Acinetobacter baumannii (A. baumannii) is an important Gram-negative pathogenic bacterium, widely distributed in nature[1]. A. baumannii can cause infections of the skin and soft tissue, urinary tract infections, meningitis, bacteremia, and pneumonia, and is less frequently involved in community-acquired infections among predisposed patients[2]. Currently, clinical A. baumannii isolates usually display resistance to all first-line antibiotics, and in many cases, polymyxins, tigecycline, and ampicillin/sulbactam have become the last resort of treatment for extensively drug-resistant isolates[3]. This has led the World Health Organization to classify carbapenem-resistant A. baumannii as a “critical” pathogen among the antibiotic-resistant bacteria of global priority[4].
The global dissemination of A. baumannii is driven by three major international clonal (ICs) lineages, and six additional epidemic clonal lineages. The epidemic A. baumannii lineages are frequently resistant to a broad range of antimicrobials[5]. Moreover, they possess virulence traits which stimulate biofilm growth on abiotic surfaces, tolerance to desiccation, and adherence to human epithelial cells, and contribute to their persistence in the hospital environment and spread among infected patients. ICs 1 and 2 show extensive global dissemination in more than 30 countries, supplemented by a significant repertoire of antimicrobial resistance determinants[6]. IC2 isolates frequently showed higher resistance rates to all antimicrobial agents than the other genotypes, and IC2 is characterized by the acquisition of carbapenem resistance.
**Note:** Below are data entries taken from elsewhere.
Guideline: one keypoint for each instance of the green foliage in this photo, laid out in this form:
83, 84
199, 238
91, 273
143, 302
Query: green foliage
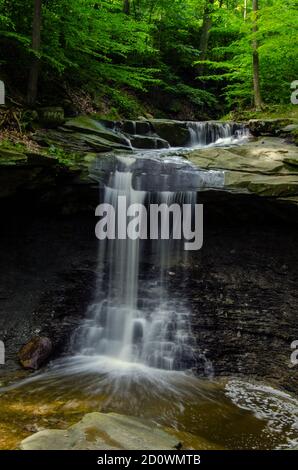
155, 50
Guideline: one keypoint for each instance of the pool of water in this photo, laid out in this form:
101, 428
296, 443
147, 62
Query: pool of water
202, 413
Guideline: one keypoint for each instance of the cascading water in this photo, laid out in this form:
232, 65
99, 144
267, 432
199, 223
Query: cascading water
137, 321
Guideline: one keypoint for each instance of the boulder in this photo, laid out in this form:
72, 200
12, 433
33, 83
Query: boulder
136, 127
99, 431
174, 132
35, 353
141, 142
268, 127
267, 167
51, 116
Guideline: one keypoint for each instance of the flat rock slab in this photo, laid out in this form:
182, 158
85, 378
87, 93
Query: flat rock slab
99, 431
267, 167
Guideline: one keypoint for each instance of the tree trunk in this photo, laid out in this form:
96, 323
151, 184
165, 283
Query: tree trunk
205, 32
36, 42
207, 23
255, 58
126, 7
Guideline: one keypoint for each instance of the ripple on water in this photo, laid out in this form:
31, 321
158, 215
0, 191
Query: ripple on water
230, 414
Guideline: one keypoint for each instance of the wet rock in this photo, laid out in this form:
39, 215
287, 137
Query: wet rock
35, 353
99, 431
174, 132
268, 127
85, 125
136, 127
267, 168
51, 116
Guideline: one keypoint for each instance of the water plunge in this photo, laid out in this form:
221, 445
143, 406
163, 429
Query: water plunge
137, 321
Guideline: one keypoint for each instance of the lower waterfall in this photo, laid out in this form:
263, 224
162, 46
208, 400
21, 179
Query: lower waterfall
136, 320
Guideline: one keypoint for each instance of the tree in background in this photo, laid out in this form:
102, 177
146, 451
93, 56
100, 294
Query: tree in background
36, 43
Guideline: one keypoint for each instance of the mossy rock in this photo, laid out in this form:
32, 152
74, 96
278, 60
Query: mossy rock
268, 127
12, 157
174, 132
51, 116
99, 431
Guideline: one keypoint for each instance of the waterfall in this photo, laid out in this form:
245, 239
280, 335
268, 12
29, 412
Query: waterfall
133, 317
209, 132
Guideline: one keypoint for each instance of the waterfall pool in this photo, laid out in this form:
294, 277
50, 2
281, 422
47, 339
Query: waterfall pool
134, 353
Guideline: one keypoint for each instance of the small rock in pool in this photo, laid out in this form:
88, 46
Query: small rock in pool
35, 353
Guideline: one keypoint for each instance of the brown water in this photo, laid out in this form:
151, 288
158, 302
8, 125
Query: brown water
203, 414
IC3 in the last decade seems to be less prevalent, with a rather low number of reports worldwide, which were associated with non-human origin[7]. IC5 is the prevalent clonal lineage found in Latin America. Isolates belonging to IC5 presented a broader spectrum of acquired antimicrobial resistance determinants compared to IC4. IC6 was mostly reported in Russia, Belarus, Italy, and South American countries. IC7 was reported in different regions of the world, including Europe, Asia, and North and South America. IC8 A. baumannii clones were documented as single (sporadic) isolates in India, Afghanistan, Germany, Bangladesh, China, and the Philippines[8]. IC9 is currently more specific to the Middle East and North Africa.
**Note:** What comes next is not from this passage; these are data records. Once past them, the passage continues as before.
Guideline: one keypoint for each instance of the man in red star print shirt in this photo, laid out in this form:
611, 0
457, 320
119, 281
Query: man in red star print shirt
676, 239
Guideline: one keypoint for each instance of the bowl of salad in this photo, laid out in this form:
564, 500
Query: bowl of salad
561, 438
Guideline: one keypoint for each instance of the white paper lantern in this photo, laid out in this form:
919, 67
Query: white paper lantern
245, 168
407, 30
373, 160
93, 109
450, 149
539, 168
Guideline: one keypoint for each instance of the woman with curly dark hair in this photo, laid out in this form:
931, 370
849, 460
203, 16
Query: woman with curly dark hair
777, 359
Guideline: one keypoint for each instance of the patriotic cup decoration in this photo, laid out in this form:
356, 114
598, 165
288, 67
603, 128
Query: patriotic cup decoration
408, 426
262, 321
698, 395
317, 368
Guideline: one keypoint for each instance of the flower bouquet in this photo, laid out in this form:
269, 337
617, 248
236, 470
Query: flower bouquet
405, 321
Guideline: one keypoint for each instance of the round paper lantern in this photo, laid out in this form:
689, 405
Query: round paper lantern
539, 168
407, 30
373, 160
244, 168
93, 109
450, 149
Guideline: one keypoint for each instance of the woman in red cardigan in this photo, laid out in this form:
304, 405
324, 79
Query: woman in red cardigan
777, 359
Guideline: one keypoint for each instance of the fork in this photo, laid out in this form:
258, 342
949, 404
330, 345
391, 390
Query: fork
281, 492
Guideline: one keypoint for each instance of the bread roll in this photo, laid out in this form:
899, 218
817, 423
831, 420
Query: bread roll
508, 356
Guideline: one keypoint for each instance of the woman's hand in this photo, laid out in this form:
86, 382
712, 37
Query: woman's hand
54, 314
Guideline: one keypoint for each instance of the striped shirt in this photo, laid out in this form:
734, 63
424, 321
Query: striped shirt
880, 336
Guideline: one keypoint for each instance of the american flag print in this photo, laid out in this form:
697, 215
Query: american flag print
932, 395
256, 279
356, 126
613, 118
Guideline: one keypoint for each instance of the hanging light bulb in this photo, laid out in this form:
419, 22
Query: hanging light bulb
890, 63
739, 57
A. baumannii has strong invasive virulence factors, such as outer membrane proteins, lipopolysaccharides, and phospholipases. The outer membrane protein A (OmpA) has been demonstrated to bind host epithelial cells and primary monocyte-derived macrophages, translocate into the nucleus by a novel monopartite nuclear localization signal, and induce cell death of host cells in vitro. OmpA has also been shown to stimulate ROS production originating from mitochondria and induces early-onset apoptosis and delayed-onset necrosis in dendritic cells. Phospholipase C (PLC), a key enzyme produced by nosocomial pathogens, catalyzes the breakdown of phospholipids[9], primarily degrading the host cell membrane or mucosal barrier phospholipids, thus causing diseases[10]. Phospholipase D (PLD), a secretory protein, contains two active sites and catalyzes the conversion of phosphatidylcholine to phospholipids acid and choline, thereby enabling bacteria to penetrate deep into the host tissue to evade host attacks[11].